Thursday, April 25, 2013

Learning About Learning

I started Andrew Ng's coursera class on Machine Learning this week. It's fun so far, and I've learned some new terminology to help frame my goals. There are two domains in which I aim to use ML: 1) learning to associate colors with words through an expansive database, and 2) learning to recommend a color given a text prompt. Here's a tidy definition of ML offered by Ng, and how I think it can be applied to both of my domains:
computer program is said to learn from experience E with respect to some task T and some performance measure P, if its performance on T, as measured by P improves with experience E. - Tom Mitchell, 1998
1) In the case of Neko learning from datasets:

   E is the collocation of colors and words in a database.
   T is the clustering and re-clustering of colors with words.
   P is the score of the clusters (how well-sorted they are).

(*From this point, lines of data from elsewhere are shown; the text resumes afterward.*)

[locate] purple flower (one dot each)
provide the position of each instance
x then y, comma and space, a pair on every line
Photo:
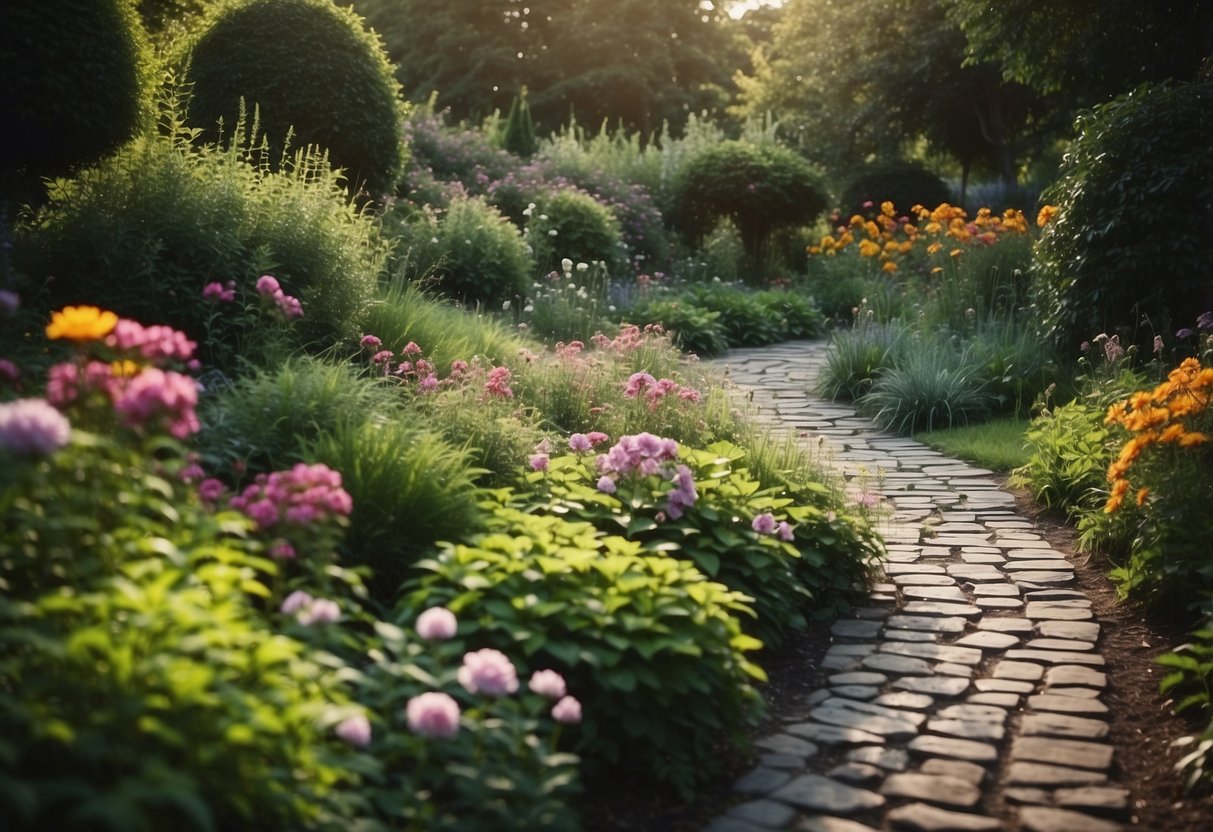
547, 683
356, 730
437, 624
488, 672
567, 711
32, 427
764, 524
433, 714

An example of k-means clustering

2) In the case of Neko learning from people:

   E is testing colors on different individuals.
   T is returning a color, given some text.
   P is the number of well-liked colors.

An example of a support vector machine

The categorical names for each are that Case 1 is unsupervised clustering, and Case 2 is supervised classification. K-means is a likely algorithm for the former, and a support vector machine for the latter. Because order is meaningful (Orange is closer to Red than Yellow), color is a regression problem with continuously valued output. But there is a sense in which colors are discrete as well, so that's what I'm mulling over now.